Following the move to Tooradin at the start of 1961, Dad hosting the annual 458 Christmas Get-together at our house and the adjacent school yard. This ran until we moved at the start of 1966 ---- and involved ed kids getting presents from Father Christmas and parents getting hangovers from too much beer! From the start of his tenure at Tooradin, Lisle saw the need for some sort of organised activities for the boys of the town (who are nowadays termed Baby Boomers). There were quite a few of us, for such a small town population. So Lisle and one other father got the ball rolling to start the 1st Tooradin Scout Group. Lisle took on the roll of Scoutmaster and the other father keenly accepted the Assistant SM’s position. Simultaneously Lisle also inspired his female Junior School Teacher to start a Cubs Pack.
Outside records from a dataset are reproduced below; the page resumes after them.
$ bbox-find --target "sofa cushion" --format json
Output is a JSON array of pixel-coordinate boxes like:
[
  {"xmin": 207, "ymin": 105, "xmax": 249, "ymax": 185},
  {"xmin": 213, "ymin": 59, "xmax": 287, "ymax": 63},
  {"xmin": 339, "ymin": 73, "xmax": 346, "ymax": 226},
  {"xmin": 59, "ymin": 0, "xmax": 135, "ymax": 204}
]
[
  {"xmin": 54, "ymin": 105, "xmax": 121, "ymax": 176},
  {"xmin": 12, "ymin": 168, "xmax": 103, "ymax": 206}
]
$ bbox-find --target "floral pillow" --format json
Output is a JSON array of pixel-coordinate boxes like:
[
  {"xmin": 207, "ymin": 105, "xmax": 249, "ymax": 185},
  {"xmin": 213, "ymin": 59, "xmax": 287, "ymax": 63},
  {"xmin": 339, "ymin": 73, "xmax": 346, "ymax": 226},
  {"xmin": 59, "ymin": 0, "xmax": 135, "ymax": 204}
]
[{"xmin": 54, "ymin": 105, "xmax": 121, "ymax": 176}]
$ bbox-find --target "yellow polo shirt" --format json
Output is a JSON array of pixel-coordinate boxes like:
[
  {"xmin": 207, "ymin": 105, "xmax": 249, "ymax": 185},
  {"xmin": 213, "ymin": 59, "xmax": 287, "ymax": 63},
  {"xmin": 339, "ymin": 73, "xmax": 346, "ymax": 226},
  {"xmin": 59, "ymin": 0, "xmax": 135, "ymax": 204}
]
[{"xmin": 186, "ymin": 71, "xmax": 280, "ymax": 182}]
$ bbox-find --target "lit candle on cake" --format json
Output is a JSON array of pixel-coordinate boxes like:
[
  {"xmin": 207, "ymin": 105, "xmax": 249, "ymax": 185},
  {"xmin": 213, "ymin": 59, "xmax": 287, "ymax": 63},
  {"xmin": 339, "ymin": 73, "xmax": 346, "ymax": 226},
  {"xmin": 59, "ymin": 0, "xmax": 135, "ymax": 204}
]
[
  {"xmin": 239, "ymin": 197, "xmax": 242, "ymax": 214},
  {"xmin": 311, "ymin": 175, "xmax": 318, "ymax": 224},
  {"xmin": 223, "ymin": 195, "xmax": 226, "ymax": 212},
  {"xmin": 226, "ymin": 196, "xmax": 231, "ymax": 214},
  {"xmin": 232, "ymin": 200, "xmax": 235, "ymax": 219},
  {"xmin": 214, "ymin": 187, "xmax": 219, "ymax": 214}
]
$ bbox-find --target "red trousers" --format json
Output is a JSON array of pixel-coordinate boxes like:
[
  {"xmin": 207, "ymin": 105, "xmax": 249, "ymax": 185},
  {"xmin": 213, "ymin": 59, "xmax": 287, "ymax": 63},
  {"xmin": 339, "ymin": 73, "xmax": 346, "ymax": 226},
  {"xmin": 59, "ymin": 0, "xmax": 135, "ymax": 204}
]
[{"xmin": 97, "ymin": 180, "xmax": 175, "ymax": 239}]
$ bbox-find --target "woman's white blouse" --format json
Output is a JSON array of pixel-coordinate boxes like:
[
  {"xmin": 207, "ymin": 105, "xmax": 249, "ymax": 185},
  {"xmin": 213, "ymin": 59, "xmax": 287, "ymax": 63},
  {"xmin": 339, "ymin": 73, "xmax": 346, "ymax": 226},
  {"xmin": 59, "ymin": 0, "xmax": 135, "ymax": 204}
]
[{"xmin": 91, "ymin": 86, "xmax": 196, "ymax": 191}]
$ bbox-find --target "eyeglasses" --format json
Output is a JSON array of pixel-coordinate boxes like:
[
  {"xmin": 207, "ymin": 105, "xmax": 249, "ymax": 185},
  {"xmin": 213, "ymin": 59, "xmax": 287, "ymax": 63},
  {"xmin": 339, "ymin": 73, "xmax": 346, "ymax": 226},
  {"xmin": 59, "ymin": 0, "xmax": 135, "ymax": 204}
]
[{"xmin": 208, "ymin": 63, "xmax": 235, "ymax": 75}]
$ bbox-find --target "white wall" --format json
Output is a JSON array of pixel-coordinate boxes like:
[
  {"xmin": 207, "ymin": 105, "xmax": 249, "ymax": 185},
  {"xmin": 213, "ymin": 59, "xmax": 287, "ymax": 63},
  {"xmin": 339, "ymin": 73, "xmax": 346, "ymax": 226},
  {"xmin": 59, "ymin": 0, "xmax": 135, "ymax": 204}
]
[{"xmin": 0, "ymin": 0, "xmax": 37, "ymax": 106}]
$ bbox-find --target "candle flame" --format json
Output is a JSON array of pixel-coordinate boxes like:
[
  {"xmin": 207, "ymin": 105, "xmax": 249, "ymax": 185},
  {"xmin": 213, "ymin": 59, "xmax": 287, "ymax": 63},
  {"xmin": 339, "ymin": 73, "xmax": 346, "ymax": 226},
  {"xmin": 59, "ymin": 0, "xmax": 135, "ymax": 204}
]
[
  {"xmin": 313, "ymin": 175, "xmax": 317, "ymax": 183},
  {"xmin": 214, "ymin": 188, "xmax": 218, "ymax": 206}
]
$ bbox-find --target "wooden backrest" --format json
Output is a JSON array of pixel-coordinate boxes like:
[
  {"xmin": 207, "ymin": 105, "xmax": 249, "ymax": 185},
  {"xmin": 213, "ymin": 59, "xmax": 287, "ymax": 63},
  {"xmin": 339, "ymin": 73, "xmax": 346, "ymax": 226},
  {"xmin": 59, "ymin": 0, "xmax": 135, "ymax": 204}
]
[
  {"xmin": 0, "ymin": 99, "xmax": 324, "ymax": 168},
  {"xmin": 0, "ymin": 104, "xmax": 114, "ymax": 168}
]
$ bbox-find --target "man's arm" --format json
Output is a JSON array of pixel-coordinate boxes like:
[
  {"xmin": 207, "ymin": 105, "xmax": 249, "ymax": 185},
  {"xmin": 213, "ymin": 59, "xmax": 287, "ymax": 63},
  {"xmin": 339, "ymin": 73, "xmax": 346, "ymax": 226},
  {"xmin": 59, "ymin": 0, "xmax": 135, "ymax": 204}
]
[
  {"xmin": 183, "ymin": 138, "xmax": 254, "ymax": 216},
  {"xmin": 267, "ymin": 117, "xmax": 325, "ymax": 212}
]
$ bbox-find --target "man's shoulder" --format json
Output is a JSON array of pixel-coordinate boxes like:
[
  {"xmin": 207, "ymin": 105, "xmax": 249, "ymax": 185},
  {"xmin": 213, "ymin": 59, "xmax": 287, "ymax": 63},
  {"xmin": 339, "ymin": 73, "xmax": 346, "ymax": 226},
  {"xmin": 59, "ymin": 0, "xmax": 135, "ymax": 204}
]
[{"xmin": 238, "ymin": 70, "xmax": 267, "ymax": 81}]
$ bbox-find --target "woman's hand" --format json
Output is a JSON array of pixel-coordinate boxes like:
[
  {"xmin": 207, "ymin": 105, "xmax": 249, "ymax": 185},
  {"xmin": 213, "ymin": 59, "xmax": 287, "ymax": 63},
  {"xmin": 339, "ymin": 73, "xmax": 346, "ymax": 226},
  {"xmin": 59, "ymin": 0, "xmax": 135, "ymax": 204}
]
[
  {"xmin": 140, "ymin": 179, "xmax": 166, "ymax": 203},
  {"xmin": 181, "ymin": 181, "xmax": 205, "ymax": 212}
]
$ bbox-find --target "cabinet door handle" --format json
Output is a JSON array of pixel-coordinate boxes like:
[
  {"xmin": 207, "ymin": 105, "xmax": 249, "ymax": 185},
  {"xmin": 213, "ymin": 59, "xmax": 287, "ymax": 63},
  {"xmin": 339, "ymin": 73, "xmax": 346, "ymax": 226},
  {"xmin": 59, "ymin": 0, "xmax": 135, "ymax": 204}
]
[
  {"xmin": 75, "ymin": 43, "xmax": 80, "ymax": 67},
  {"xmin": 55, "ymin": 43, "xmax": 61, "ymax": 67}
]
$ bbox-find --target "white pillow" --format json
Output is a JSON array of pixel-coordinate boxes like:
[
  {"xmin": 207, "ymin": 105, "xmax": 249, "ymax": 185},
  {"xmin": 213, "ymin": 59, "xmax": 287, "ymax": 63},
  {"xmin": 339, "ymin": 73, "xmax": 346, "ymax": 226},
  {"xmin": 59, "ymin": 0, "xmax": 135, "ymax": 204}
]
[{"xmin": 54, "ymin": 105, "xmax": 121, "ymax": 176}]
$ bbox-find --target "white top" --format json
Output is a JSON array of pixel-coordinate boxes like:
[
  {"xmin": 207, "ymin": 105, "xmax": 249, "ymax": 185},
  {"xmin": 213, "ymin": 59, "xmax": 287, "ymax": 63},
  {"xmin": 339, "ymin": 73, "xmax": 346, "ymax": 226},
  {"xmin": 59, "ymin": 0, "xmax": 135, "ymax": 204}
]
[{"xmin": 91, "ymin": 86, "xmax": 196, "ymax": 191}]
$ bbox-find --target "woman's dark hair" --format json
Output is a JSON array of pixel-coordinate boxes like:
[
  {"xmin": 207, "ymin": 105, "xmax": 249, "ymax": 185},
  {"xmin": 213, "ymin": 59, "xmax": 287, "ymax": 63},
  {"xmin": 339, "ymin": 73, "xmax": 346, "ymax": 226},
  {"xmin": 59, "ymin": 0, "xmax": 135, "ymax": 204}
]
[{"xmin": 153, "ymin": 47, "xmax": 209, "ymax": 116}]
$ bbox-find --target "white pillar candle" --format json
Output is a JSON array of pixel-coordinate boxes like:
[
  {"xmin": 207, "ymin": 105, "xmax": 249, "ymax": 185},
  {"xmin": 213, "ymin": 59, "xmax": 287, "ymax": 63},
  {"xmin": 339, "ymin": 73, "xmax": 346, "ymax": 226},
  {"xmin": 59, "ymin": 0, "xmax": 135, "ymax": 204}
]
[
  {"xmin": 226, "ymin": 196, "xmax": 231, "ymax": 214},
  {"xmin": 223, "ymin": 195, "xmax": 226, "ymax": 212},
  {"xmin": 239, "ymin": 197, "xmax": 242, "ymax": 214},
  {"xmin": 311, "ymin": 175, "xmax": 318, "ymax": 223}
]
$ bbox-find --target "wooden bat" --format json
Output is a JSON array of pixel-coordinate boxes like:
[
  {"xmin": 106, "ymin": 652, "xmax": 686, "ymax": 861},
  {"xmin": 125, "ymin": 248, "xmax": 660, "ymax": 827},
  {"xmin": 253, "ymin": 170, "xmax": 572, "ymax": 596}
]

The formation of these two parallel groups was a much- appreciated achievement which brought the community together. The other annual 458 Squadron social event to rival this was Cuthy’s at Burrumbeet. Gordon Cuthbertson and his wife Peg and their boys had a sheep farm just west of Burrumbeet, and every year entertained us all with a hay ride, sheep catching competition and enough keg beer to sink a battleship! Cuthy’s was ALWAYS looked forward to by us kids!
From Tooradin, Lisle transferred to Guildford, just south of Castlemaine at the beginning of 1966, and that ended the annual Christmas Do. In 1970 Mum, Dad and Tim moved to Ballarat for Pat to be closer to her family. Lisle continued to teach, but later opted for a cushy little job in the District Office, from whence he retired.
Pat passed away in October 1985, just 65 years of age and Lisle died in May 1993 at not quite 73.